Nvidia Post-Volta (Ampere?) Rumor and Speculation Thread

Discussion in 'Architecture and Products' started by Geeforcer, Nov 12, 2017.

Tags:
  1. 3dilettante

    Legend Alpha

    Joined:
    Sep 15, 2003
    Messages:
    8,122
    Likes Received:
    2,873
    Location:
    Well within 3d
    Given the lack of such optimization in games, that would just make it more obvious.
    I think it was mentioned at least early on that some of the kernels were using instructions not being generated for standard APIs at the time, so that's another tell.

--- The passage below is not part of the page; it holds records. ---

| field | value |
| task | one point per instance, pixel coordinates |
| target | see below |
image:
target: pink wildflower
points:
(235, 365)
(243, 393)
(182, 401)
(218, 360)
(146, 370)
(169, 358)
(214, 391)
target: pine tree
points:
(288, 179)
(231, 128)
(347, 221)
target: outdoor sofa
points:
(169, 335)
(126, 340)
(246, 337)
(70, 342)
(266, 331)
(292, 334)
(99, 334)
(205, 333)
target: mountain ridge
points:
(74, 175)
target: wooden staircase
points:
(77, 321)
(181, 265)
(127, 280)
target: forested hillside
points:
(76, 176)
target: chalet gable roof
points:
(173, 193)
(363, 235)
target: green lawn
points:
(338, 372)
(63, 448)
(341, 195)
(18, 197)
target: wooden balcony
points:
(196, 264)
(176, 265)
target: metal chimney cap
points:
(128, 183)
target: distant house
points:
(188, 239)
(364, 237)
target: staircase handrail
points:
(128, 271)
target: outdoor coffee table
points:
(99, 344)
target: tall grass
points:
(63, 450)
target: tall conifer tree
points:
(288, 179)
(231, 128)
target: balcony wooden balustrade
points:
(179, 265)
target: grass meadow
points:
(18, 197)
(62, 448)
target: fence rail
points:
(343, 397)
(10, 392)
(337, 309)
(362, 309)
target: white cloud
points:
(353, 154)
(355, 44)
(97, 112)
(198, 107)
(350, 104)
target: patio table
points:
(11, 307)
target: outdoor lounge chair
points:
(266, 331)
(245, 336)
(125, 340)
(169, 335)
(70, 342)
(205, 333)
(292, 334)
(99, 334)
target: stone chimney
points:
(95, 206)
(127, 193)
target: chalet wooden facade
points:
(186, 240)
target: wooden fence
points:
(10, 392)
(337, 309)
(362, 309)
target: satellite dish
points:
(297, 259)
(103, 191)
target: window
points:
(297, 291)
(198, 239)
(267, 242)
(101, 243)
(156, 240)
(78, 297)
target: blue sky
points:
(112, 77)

    The thing about duty cycling or throttling is that it's below the level of the shader, and the shader itself is subject to analysis by the driver.
    Hardware vendors these days may not consistently use the monitoring and trusted-computing aspects of their platforms for this specific purpose, but they do for others.

    A miner could try to hack their way through or build their own software tool chain, but that costs them too and it's not a common skill set.
    Competitive pressures also go against trying to take such a lucrative find and broadcasting it.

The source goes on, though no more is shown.